What struck me most about Robert's painting, apart from the horror of the scene, was that it was narrative, whereas all the images I'd seen of his lady before this were portraits. But what was the story? Possibly Robert hadn't been using any models at all; I remembered what Kate had said about how he sometimes drew and painted from his imagination. Or perhaps he'd been using models but had invented the story--the nineteenth-century dress would support this idea. Had he dreamed up his lady character holding her murdered mother? Perhaps he'd even been painting his own bright and dark sides, the two parts of his psyche divided by illness. I hadn't expected Robert Oliver to come up with actual stories.

"You don't like it either?" Arnold looked pleased.

"It's very skillful," I said. "Which one of these is yours?"

"Oh, on this wall," Arnold said, gesturing toward a large canvas behind us, next to the door. He folded his arms in front of it. It was abstract, large soft squares of pale blue melting into one another, a silver sheen over it all, as if you could drop a square pebble in water and it would make concentric squares. It was rather appealing, actually. I turned to Arnold and smiled. "I do like this."

"Thanks," he said cheerfully. "I'm doing yellow now." We stood gazing at the blue, Arnold's child of a couple of years earlier, Arnold with his head fondly to one side; I could see he hadn't really looked at it in a while. "Well," he said.

"Yes, I should let you get back to office hours," I told him gratefully. "You've been very kind."

"If you talk with Robert again, tell him I said hello," he prompted. "Tell him he's not forgotten here, no matter what."

"I'll certainly tell him," I--lied?

"Send me a copy of that article if you think of it," he added, waving me out the door.

I nodded and then shook my head and covered my error with some return waving before I got into my car, but he was gone. I sat behind the steering wheel for a moment, trying not to actually put my head in my hands. Then I got out again, slowly, feeling the eyes of the building on me, and went back into the gallery. I walked deliberately past the paintings in the entryway, the platforms of glowing bowls and vases, the linen and wool tapestries. I went into the main hall and viewed one by one the student paintings hung on show there, reading the placards without remembering them, staring at the glaze of red, green, gold--trees, fruit, mountains, flowers, cubes, motorcycles, words, a jumble of work, some of it excellent, some of it surprisingly clumsy. I looked at every item until the colors whirled, and then, slowly, I went back to Robert's painting.

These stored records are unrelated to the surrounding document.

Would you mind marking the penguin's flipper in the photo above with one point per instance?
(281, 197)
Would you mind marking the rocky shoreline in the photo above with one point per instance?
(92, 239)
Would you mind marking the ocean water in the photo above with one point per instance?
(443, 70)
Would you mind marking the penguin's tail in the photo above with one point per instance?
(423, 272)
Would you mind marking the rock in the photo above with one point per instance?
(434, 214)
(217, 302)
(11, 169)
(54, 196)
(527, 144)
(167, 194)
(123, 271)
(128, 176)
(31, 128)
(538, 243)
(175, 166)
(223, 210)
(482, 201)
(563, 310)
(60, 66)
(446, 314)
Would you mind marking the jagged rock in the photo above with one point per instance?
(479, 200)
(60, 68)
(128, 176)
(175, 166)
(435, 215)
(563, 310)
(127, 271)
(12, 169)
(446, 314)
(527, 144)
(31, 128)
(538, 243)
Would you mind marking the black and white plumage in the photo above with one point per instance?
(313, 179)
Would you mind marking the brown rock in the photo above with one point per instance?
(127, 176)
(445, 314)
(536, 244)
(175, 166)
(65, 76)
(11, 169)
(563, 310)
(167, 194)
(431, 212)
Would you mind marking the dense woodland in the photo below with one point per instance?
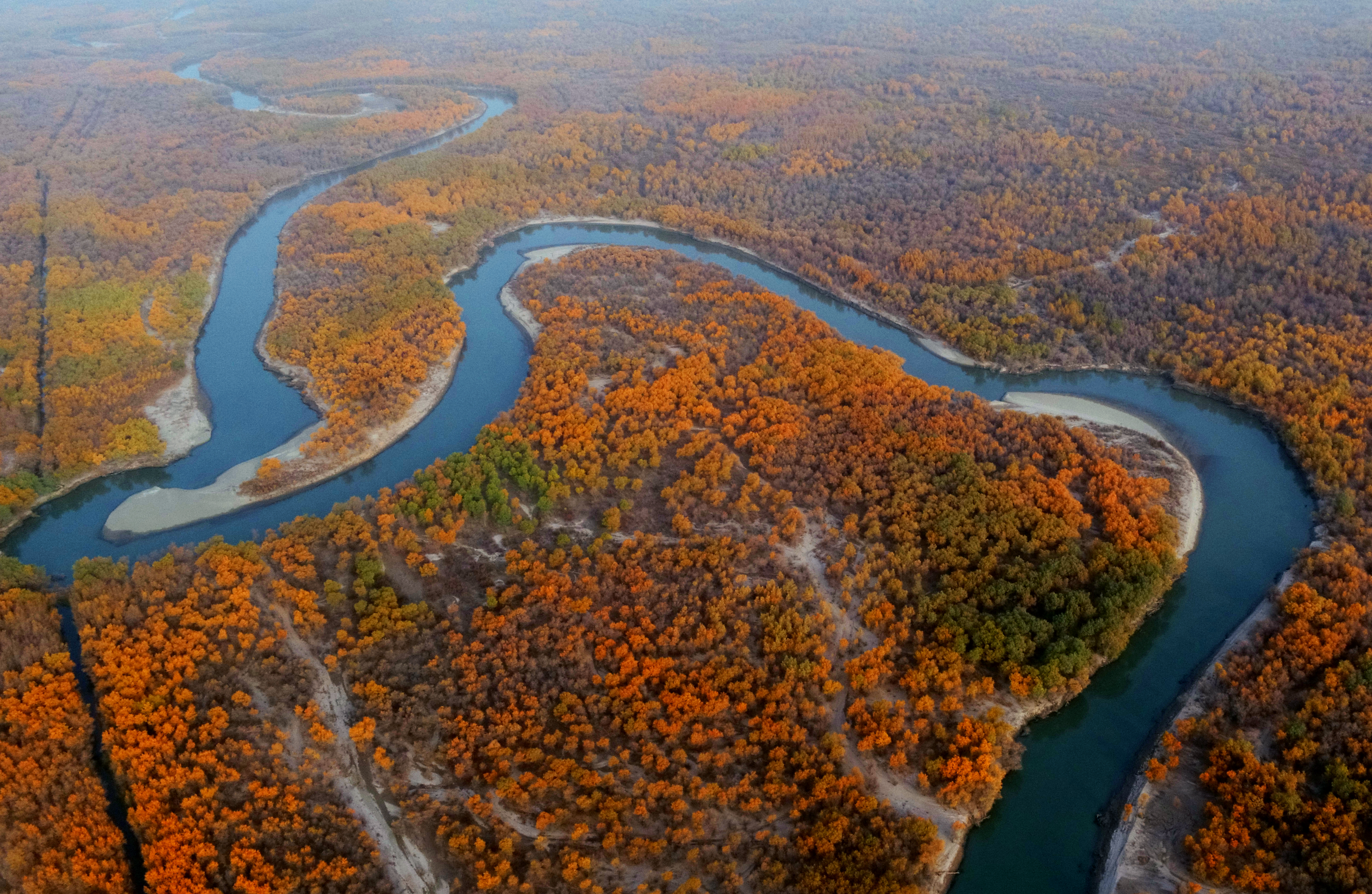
(55, 834)
(1175, 187)
(120, 188)
(717, 587)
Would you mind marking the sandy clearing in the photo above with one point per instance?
(925, 341)
(1187, 498)
(161, 509)
(1146, 854)
(405, 864)
(180, 417)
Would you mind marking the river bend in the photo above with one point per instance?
(1043, 833)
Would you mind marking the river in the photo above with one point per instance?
(1042, 835)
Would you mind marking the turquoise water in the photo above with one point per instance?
(242, 101)
(1042, 835)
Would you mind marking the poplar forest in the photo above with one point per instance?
(725, 601)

She was still there, of course, bending over her terrible burden, pressing the loosened floppy head with its bullet hole against the green curve of her breast, her own face concentrated with grief rather than slack, her jaw set against tears, her dark eyebrows drawn together in a fine, furious, unbelieving misery, her anger showing also in the line of her shoulder, her skirts still trembling from her swift movement: she had knelt on the dirty street and seized the precious body. She knew and loved the dead woman; this was no abstract mercy. It was an incredible painting. With all my training, I couldn't begin to figure out how Robert had conveyed such emotion, such motion, in paint; I could see some of the strokes he'd used, the blends of color, but the life with which he'd imbued the living woman and the lifelessness with which he portrayed the dead one were beyond my understanding. If it was a work of the imagination, that made it all the more horrifying. How could the college bear to have this image hanging in front of its students day after day?

I stood gazing at her until she seemed about to start up with a cry of anguish or a call for help, or run, or brace her lovely back and waist to try to raise and carry the heavy body. At any moment something might happen; that was the remarkable thing. He had caught the instant of shock, of total change, of disbelief. I put my hand to my throat and felt my own warmth there. I waited for her to lift her head. Would I--this was the question--would I be able to help her if she looked up? She was inches away from me, breathing and real, in the second of unreal calm before complete distress, and I knew myself powerless. I realized then, for the first time, what Robert had accomplished.